The name of this Shabbat comes from the opening words of the prophet Isaiah: “Nachamu, nachamu ami”, Comfort, comfort my people. The sages noticed that the word comes to us doubled, and they taught that real comfort is never a one-time event. It is meant to be insisted upon, repeated, sung, and shared between people over time. Historically, Jewish communities have treated Shabbat Nachamu almost like a festival, with extra celebration, extra singing, and extra togetherness, because the tradition understands that after any season of heaviness, we are ready to turn toward one another again.


 

Together, we will have three days in the Pacific Northwest where you will finally get to exhale.

Nitzotzot is a Hebrew word meaning sparks. It comes from a teaching of the 16th-century mystic known as the Ari, who taught that holy sparks lie scattered throughout creation, waiting to be gathered and lifted back toward their source. In this worldview, the world is repaired not by any one person doing it alone, but by each of us recognizing the spark we carry, bringing it into the circle, and weaving the circle together strand by strand.

Your spark is needed here, and so are your questioning, your joy, your grief, your uncertainty, and your voice.

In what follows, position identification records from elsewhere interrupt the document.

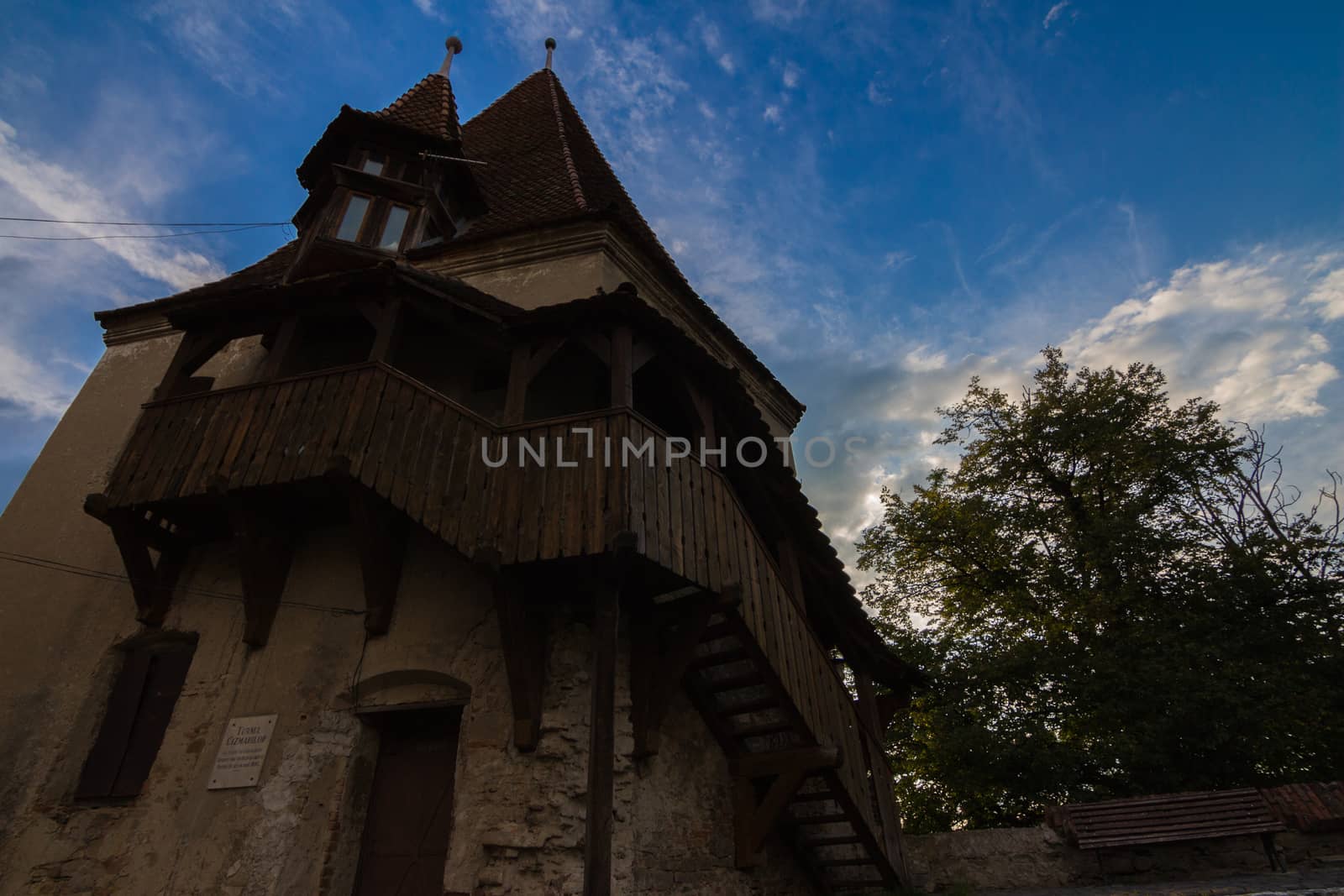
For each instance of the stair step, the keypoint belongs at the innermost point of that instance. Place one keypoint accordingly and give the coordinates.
(764, 728)
(816, 795)
(857, 884)
(721, 658)
(757, 705)
(734, 683)
(837, 862)
(831, 840)
(719, 631)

Across one Shabbat together, you will welcome Shabbat Nachamu in community through soulful Kabbalat Shabbat, with prayer and song that make room for both the ache and the salve, davenning in a way that is embodied and genuinely prayed together. You will sit with others who are carrying what you are carrying. Most importantly, you will actually rest, in the way that Shabbat was designed for and that most of us have forgotten is possible.

By the time you journey to your next destination on Sunday, you will feel more anchored in a tradition that has been renewing itself for thousands of years and still has something to say to this moment. You will feel connected to a regional community of Renewal-oriented Jews and seekers you can keep showing up for long after Havdalah. You will feel softer around the edges, more like yourself, carried by something larger. Most of all, you will have remembered that renewal is not something you manufacture privately, but something a people does together, strand by strand, week by week, until the circle holds.


This Shabbaton is for you if any of the following describes you.

You are Jewish and looking for your people on the west coast, or want to explore the beauty of the region; you are Jewish-curious, Jewish-returning, or in the middle of conversion. You are a Jew of color, or looking for community in the Jewish world. You are a rabbi, cantor, rabbinic chaplain, educator, or lay leader who spends all year holding others and needs somewhere to be held yourself. You are queer, trans, interfaith-partnered, a seeker, a skeptic, a mystic, an elder, or a parent who has not had a real Shabbat in years. You are in need of good company.

You do not need to read Hebrew, know the liturgy, or have done anything like this before. You do not need to be sure what you believe. You just need to show up.


 

 

Nitzotzot: Gathering the Sparks of Renewal is where sparks are kindled, voices gathered, and the circle is woven together.

Nachamu, nachamu. Come be comforted, come be a comforter, and come gather your spark to ours.